22 September 2008

Middlesex Update

All my kvetching of a couple days ago notwithstanding, I'm continuing to read Jeffrey Eugenides' Middlesex and getting quite a bit out of it. Admittedly I'm skimming over the bits where J.E. tries to get all literary on us, but now that he's managed to transport his first couple of protagonists to 1920s Detroit, there's enough period detail to keep me enthralled.

I especially liked his introduction of the Ford Rouge plant, or the Rouge, as it was known then and during my own 1950s childhood, when it continued to tower balefully over Downriver and with billowing clouds of black, acrid smoke blot out the sun and the sky and most other signs of life, love or hope.
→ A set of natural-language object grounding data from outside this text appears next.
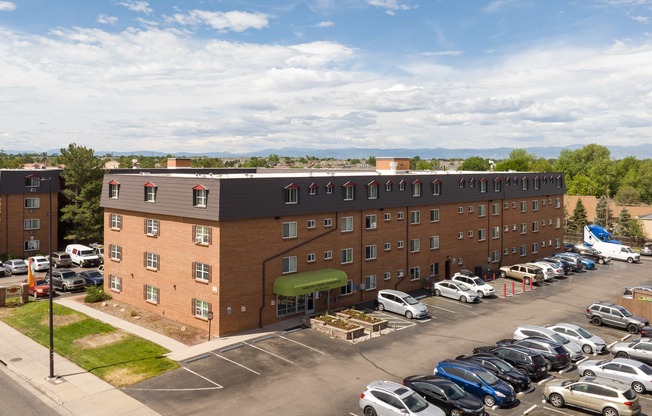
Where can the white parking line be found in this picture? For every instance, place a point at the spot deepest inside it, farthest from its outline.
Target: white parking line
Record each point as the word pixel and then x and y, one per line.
pixel 268 352
pixel 238 364
pixel 296 342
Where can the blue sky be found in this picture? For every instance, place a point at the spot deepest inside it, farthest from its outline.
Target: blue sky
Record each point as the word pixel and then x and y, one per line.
pixel 239 76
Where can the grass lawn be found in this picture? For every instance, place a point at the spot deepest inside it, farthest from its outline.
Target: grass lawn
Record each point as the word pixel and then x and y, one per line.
pixel 117 357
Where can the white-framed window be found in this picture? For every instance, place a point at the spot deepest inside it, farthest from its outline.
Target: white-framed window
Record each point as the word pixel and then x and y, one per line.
pixel 116 221
pixel 115 283
pixel 291 194
pixel 289 229
pixel 199 197
pixel 201 308
pixel 289 264
pixel 151 227
pixel 151 294
pixel 370 252
pixel 115 252
pixel 346 256
pixel 32 245
pixel 370 282
pixel 202 272
pixel 32 203
pixel 32 224
pixel 151 261
pixel 371 222
pixel 347 224
pixel 202 234
pixel 415 273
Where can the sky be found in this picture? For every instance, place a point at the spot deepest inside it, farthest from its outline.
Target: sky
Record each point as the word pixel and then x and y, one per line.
pixel 241 76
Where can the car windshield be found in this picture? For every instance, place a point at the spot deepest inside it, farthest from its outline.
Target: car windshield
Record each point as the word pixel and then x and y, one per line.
pixel 415 402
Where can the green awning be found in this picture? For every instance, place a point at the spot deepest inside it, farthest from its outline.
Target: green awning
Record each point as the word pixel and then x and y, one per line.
pixel 307 282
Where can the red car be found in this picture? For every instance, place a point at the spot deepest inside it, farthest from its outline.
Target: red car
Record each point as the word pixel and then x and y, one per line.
pixel 41 288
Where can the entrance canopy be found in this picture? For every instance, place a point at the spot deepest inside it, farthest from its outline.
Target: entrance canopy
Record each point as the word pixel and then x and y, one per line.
pixel 308 282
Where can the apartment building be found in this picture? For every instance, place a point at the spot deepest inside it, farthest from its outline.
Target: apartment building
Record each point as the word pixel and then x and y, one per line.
pixel 27 196
pixel 239 250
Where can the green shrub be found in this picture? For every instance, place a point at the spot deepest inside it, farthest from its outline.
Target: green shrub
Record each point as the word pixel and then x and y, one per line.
pixel 96 294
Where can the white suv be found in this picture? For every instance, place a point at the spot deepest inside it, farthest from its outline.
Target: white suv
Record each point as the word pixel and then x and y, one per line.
pixel 474 282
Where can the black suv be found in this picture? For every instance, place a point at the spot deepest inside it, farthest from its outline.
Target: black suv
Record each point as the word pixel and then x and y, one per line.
pixel 527 361
pixel 501 369
pixel 603 313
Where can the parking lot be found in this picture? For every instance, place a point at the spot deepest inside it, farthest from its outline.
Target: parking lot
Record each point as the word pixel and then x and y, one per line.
pixel 300 371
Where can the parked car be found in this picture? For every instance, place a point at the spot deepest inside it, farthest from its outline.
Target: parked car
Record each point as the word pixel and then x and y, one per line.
pixel 602 313
pixel 556 356
pixel 501 369
pixel 455 290
pixel 525 331
pixel 65 280
pixel 587 341
pixel 480 286
pixel 92 277
pixel 523 272
pixel 40 289
pixel 39 263
pixel 524 360
pixel 598 395
pixel 477 381
pixel 61 259
pixel 446 395
pixel 632 372
pixel 401 303
pixel 16 266
pixel 640 349
pixel 388 398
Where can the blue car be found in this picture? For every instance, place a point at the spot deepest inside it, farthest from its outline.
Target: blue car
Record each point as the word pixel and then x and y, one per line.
pixel 477 381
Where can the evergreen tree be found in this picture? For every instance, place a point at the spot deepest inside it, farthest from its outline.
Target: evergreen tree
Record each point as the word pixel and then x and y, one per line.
pixel 82 175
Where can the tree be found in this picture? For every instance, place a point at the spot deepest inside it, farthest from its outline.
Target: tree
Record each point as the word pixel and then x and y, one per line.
pixel 475 163
pixel 82 176
pixel 603 214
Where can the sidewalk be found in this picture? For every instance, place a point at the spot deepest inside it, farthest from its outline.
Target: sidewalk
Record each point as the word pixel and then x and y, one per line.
pixel 77 392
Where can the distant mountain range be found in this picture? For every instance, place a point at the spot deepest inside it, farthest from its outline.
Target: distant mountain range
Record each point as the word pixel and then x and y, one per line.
pixel 643 151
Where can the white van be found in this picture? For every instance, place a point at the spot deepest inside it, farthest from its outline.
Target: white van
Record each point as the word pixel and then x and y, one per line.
pixel 82 255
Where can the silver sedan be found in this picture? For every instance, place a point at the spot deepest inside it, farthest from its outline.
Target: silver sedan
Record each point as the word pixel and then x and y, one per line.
pixel 455 290
pixel 632 372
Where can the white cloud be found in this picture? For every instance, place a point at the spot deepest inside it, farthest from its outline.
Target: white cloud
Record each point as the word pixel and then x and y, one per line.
pixel 7 6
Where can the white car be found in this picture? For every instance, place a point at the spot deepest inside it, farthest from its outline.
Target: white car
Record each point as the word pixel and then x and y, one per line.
pixel 590 343
pixel 455 290
pixel 474 282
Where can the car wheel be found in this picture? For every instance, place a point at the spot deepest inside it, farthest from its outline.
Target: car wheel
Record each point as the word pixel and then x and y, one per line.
pixel 638 387
pixel 489 400
pixel 610 411
pixel 556 400
pixel 369 411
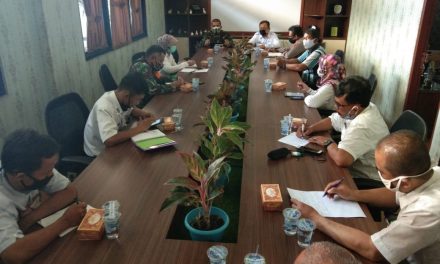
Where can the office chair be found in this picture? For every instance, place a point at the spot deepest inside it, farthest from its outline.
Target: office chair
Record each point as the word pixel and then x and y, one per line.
pixel 66 117
pixel 106 77
pixel 411 121
pixel 372 80
pixel 137 56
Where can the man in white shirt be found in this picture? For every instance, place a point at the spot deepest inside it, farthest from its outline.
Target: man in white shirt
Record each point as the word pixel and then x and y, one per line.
pixel 108 122
pixel 265 39
pixel 403 163
pixel 31 189
pixel 361 126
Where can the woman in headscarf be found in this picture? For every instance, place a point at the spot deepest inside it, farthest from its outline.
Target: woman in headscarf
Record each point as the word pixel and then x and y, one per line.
pixel 170 67
pixel 331 71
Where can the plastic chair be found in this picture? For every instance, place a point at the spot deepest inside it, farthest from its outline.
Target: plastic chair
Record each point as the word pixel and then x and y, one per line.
pixel 137 56
pixel 66 117
pixel 373 82
pixel 107 78
pixel 411 121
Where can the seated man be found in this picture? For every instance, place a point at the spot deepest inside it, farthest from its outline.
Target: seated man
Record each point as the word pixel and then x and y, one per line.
pixel 361 126
pixel 296 39
pixel 307 63
pixel 150 67
pixel 403 163
pixel 216 35
pixel 108 121
pixel 326 252
pixel 264 38
pixel 31 189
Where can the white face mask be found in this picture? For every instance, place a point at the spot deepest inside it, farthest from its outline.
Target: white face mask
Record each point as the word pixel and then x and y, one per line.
pixel 387 183
pixel 308 43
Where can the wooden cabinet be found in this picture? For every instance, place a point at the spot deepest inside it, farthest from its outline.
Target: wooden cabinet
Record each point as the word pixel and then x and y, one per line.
pixel 188 18
pixel 331 16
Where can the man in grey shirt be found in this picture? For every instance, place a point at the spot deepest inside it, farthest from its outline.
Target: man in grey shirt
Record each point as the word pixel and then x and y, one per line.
pixel 31 189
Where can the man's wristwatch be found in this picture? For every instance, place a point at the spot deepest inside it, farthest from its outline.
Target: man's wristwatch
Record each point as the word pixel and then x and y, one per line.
pixel 327 143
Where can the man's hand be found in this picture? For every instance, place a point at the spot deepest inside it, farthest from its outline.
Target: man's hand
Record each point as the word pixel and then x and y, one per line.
pixel 74 214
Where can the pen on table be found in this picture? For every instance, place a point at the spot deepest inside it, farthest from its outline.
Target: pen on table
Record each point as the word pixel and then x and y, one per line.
pixel 334 186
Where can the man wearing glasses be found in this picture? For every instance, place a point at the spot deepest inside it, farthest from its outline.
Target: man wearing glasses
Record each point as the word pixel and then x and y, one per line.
pixel 361 126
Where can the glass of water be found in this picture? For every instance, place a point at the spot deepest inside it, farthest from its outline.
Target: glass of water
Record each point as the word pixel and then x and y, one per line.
pixel 291 216
pixel 305 232
pixel 177 118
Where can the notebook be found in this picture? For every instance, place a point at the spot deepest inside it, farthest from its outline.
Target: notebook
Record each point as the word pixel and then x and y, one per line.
pixel 152 139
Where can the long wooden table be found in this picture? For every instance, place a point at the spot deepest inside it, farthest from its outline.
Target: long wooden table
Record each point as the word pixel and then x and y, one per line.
pixel 136 178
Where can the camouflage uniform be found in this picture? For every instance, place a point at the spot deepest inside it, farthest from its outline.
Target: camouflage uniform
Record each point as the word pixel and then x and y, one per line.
pixel 216 37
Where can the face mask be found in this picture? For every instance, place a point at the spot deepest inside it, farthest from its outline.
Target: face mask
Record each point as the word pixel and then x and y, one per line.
pixel 38 184
pixel 399 179
pixel 173 48
pixel 308 43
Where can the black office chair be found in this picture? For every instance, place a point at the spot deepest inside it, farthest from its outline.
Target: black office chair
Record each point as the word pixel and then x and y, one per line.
pixel 137 56
pixel 66 117
pixel 411 121
pixel 373 82
pixel 106 77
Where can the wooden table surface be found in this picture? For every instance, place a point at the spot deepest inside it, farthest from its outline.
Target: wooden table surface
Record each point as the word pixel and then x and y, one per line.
pixel 136 179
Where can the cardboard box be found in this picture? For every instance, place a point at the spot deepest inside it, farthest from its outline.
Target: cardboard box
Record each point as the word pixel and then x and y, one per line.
pixel 92 225
pixel 278 86
pixel 271 197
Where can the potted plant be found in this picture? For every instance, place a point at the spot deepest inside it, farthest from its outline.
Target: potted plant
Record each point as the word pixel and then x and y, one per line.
pixel 204 222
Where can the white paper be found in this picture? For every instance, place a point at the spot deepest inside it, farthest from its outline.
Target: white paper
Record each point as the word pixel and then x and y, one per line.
pixel 55 216
pixel 275 54
pixel 327 207
pixel 148 135
pixel 293 140
pixel 202 70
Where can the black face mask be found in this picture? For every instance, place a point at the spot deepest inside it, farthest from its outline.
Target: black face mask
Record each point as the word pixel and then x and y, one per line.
pixel 38 184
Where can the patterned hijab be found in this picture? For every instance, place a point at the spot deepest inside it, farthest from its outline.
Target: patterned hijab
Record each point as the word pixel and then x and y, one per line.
pixel 334 70
pixel 166 41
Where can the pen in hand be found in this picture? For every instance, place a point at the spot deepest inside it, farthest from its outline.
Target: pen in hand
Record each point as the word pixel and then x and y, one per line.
pixel 334 186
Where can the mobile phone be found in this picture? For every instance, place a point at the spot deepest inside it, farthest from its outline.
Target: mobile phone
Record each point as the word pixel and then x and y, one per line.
pixel 311 151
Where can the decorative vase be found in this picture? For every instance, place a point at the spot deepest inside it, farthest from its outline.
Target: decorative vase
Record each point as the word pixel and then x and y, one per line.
pixel 206 235
pixel 337 9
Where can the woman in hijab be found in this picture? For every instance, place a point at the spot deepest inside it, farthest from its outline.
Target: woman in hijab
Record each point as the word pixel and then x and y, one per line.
pixel 331 71
pixel 170 67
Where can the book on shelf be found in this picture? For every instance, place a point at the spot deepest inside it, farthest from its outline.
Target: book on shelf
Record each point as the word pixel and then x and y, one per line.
pixel 152 139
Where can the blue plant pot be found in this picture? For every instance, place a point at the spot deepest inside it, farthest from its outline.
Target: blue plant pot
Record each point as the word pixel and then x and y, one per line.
pixel 202 235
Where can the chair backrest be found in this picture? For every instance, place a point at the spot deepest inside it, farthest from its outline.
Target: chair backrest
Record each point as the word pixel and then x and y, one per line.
pixel 411 121
pixel 137 56
pixel 106 78
pixel 66 117
pixel 373 82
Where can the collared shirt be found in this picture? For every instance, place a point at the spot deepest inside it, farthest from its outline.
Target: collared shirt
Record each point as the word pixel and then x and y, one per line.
pixel 105 120
pixel 13 202
pixel 359 138
pixel 416 232
pixel 270 41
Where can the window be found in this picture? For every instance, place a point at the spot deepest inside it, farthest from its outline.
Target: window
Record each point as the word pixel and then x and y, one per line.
pixel 110 24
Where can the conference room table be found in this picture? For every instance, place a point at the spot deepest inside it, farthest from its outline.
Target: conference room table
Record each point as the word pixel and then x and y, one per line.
pixel 136 179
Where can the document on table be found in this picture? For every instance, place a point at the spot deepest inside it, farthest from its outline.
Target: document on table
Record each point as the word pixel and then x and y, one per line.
pixel 55 216
pixel 293 140
pixel 327 207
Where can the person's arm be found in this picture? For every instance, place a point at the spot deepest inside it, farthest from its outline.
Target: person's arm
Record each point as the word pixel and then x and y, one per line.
pixel 349 237
pixel 54 203
pixel 122 136
pixel 30 245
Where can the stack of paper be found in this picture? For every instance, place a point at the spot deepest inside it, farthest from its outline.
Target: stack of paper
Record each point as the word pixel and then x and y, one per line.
pixel 152 139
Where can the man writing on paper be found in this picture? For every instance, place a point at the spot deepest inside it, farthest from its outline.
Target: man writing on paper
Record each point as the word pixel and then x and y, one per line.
pixel 403 163
pixel 31 189
pixel 108 122
pixel 361 126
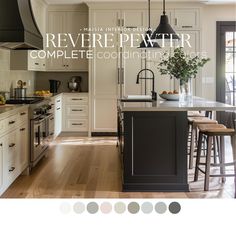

I never actually worked at the Rouge, though I was taken there several times on school or Scout tours. Since it was assumed that half or more of us would probably end up there, I suppose they thought it made sense to get us used to the idea. If you ever get a chance to see the Diego Rivera murals in the entrance hall to the Detroit Institute of Art - the Sistine Chapel of the factory classes, I always called it - you'll notice the portrayal of tour groups who from balconies observe the assembly line workers who in Rivera's rendering have begun to inelectuably merge with the machinery. Local auto magnates tried to have the murals erased when they saw that implicit message, but in one of the rare times in Detroit history where art triumphed over philistinism, were unsuccessful.

Another aspect of Eugenides' portrayal that rang true - despite it being obvious that it had all come from assiduous research and that he himself had never set foot in the factories except possibly as a tourist - was that of the black workers being consigned to the hellish environs of the foundry, where they worked mere inches away from flames that blazed high above their heads. By the 1960s, blacks had made their way onto the assembly line and other less dangerous and more comfortable positions on the factory floor, but in the steel mill where I worked in 1969, the crew shoveling coal into the ovens was still almost uniformly black, and I remember marveling when I learned that for this work - which almost no white man, even the most recent immigrant, was expected to do - they were actually paid less than those of us who did the somewhat cushier - "cushy" being an extremely relative term on Zug Island - jobs upstairs.

Anyway, while I'm still slightly bristling over the Briggs Stadium/Thanksgiving Day parade cockups, I must give credit where it's due: Eugenides has done his homework and looks to be constructing a mighty fine portrait of that often less than mighty fine city (but we love her anyway), Detroit.